Twenty-eight minutes to go. Cool.
The second weekend, when Ember had been taken out for a long walk, I left the bedroom door open again and again Maisie came out to explore. What were the first things she checked? Whether she could still squeeze in behind the sofa and whether that crawl space option was still available in the music closet. A text warning of Ember’s imminent return. I got Maisie back upstairs. As soon as Ember came in, she knew the cat had been downstairs – stuck her nose as far as it would go under the sofa, had a good old poke around the back of the music closet. Whined half the night.
Last Friday, when I was ready to take Maisie over to her new home-from-home, she was nowhere to be found. Normally she’s quite good at coming when called, but not then. Eventually I gave up, put some more food in her bowl (along with a few treats) and went off on my own. Imagine Ember’s excitement on Saturday morning when she was allowed into the bedroom with us. She looked everywhere. Under the bed, in the bathroom, in the walk-in closet, in the storage room behind the closet. EVERYWHERE. No cat ANYWHERE. And she got to be on the bed. Ember heaven.
I went back to my place to have another go at fetching Maisie. Oh, there she was, on the bed, looking at me with a “What?” expression on her face. Into the cage in the car, over to second home where Ember was briefly contained in one room while I got Maisie upstairs. We did not put the baby gate up on the landing. At bedtime that night, Ember was content to be left on her own on the couch, knowing there was no damned cat in the house and she would be allowed into the bedroom in the morning. Then, when we were halfway up the stairs, Maisie, who’d been left on her own for rather a long time, started meowing and all hell broke loose. Hmm.
We’ve bought a muzzle. Part of the instructions that come with the muzzle suggest that, before it goes into actually use, some time is spent offering the dog treats to be licked up by inserting nose into muzzle. Basic psychology. Get the dog associating the muzzle with treats and the dog will (hopefully) be less resistant to wearing it.
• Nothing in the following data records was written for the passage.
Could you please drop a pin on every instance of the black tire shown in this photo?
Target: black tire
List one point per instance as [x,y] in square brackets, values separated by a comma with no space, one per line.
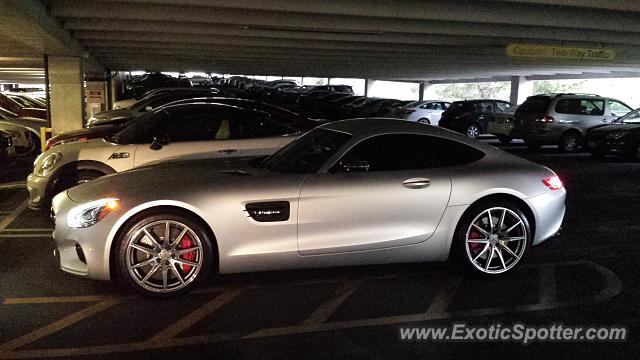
[570,142]
[206,256]
[463,251]
[473,131]
[504,139]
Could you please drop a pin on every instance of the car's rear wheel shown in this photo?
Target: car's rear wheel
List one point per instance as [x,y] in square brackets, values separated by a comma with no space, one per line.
[492,239]
[473,131]
[164,255]
[571,141]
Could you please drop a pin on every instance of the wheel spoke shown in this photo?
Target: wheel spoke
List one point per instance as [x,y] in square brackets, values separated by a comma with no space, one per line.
[483,231]
[185,251]
[504,266]
[504,214]
[165,275]
[150,273]
[513,227]
[186,262]
[479,241]
[516,238]
[152,238]
[486,266]
[509,251]
[167,233]
[177,274]
[145,250]
[143,263]
[180,236]
[481,252]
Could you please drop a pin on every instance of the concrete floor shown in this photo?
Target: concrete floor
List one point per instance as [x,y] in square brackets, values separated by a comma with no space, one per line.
[587,276]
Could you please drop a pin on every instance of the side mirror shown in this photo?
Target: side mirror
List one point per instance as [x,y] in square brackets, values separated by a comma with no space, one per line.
[159,142]
[354,166]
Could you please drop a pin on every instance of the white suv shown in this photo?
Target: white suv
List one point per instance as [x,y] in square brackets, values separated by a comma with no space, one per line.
[183,131]
[425,112]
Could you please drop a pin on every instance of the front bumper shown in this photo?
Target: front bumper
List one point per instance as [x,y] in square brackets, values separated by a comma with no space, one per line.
[82,251]
[548,210]
[37,187]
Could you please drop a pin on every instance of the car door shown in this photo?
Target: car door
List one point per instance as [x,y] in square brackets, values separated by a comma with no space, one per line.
[615,109]
[190,132]
[383,193]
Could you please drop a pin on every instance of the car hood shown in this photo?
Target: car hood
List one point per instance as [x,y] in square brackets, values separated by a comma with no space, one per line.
[601,129]
[113,115]
[177,175]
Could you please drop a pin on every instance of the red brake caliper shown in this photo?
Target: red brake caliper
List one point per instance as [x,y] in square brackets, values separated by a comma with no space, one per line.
[186,243]
[475,246]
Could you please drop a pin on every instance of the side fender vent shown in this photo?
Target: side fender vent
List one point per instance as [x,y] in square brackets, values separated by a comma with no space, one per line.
[268,211]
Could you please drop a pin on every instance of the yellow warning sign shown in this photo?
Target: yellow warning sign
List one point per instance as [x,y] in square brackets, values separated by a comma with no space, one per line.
[560,52]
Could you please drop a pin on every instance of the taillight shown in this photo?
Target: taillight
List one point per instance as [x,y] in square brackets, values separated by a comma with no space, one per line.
[544,119]
[553,182]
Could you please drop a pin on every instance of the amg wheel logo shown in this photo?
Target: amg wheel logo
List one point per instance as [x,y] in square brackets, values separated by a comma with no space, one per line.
[122,155]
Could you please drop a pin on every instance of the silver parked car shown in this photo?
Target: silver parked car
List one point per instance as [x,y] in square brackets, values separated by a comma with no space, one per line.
[563,119]
[363,191]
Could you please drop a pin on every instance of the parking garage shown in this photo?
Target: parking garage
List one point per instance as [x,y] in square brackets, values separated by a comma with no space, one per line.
[82,71]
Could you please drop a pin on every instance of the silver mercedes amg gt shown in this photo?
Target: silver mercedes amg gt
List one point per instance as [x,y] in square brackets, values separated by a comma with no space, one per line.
[362,191]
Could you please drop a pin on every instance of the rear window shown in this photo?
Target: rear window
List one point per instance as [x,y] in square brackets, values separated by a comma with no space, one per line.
[580,107]
[537,104]
[460,107]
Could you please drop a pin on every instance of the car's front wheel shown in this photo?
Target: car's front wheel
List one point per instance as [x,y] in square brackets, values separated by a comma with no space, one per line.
[492,239]
[164,254]
[473,131]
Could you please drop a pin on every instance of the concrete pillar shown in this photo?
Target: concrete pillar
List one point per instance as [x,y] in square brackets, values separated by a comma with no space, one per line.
[368,86]
[521,88]
[66,93]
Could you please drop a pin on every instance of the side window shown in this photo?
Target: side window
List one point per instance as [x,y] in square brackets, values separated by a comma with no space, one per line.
[192,124]
[256,124]
[617,108]
[399,152]
[580,107]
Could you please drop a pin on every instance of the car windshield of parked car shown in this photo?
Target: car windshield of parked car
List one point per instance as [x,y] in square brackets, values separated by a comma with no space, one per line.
[631,118]
[307,154]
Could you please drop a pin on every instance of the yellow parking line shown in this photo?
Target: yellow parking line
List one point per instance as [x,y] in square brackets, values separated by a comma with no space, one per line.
[195,316]
[55,299]
[57,325]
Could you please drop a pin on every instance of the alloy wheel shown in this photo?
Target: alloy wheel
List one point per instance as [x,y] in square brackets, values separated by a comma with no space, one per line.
[496,240]
[473,131]
[164,256]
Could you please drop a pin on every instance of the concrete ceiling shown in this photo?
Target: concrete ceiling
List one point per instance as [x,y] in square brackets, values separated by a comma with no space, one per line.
[342,38]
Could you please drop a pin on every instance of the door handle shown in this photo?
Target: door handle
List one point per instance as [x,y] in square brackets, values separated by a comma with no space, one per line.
[416,183]
[228,151]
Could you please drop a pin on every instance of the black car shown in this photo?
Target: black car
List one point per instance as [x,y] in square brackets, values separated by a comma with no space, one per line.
[621,137]
[471,117]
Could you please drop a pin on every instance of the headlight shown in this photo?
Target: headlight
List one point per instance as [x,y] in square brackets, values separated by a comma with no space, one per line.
[90,213]
[616,135]
[48,163]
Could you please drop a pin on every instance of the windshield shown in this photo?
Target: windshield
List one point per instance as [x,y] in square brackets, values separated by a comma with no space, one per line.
[307,154]
[631,118]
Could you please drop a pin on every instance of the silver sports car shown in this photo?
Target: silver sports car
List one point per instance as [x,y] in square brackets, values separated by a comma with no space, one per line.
[363,191]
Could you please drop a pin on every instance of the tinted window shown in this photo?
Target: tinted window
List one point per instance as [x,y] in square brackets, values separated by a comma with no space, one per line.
[307,154]
[255,125]
[408,151]
[618,108]
[580,107]
[535,104]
His job, during the week when I am not there (and, more importantly, neither is Maisie), is to perform the treats/muzzle ploy as often as possible. If we can get Ember to the point that having the muzzle on does not make her crazy, then I think it will be time for her to officially meet Maisie. Maybe this weekend coming up. Maybe not. But this is a problem we have to solve. I am not prepared to move Maisie somewhere where she is forced to stay inside. And I am certainly not prepared to risk her – literally – having her head bitten off by one of the residents of the house.
I like to think they will eventually be friends. If that is too much to expect, then I like to think Maisie will win Ember over either through the sheer loveliness of her personality or by introducing Ember to exactly what cat claws can do to a dog’s nose. Hopefully the former, but I’ll settle for the latter, because I am not settling anywhere else until this is fixed.
Oh, my god. Time’s up. I did it! I have sat at the keyboard for two hours! I have been “writing” for two solid hours! Okay, not a play, not a novel, but it is writing, right? It seems I may not be an ex-writer after all. Fingers crossed.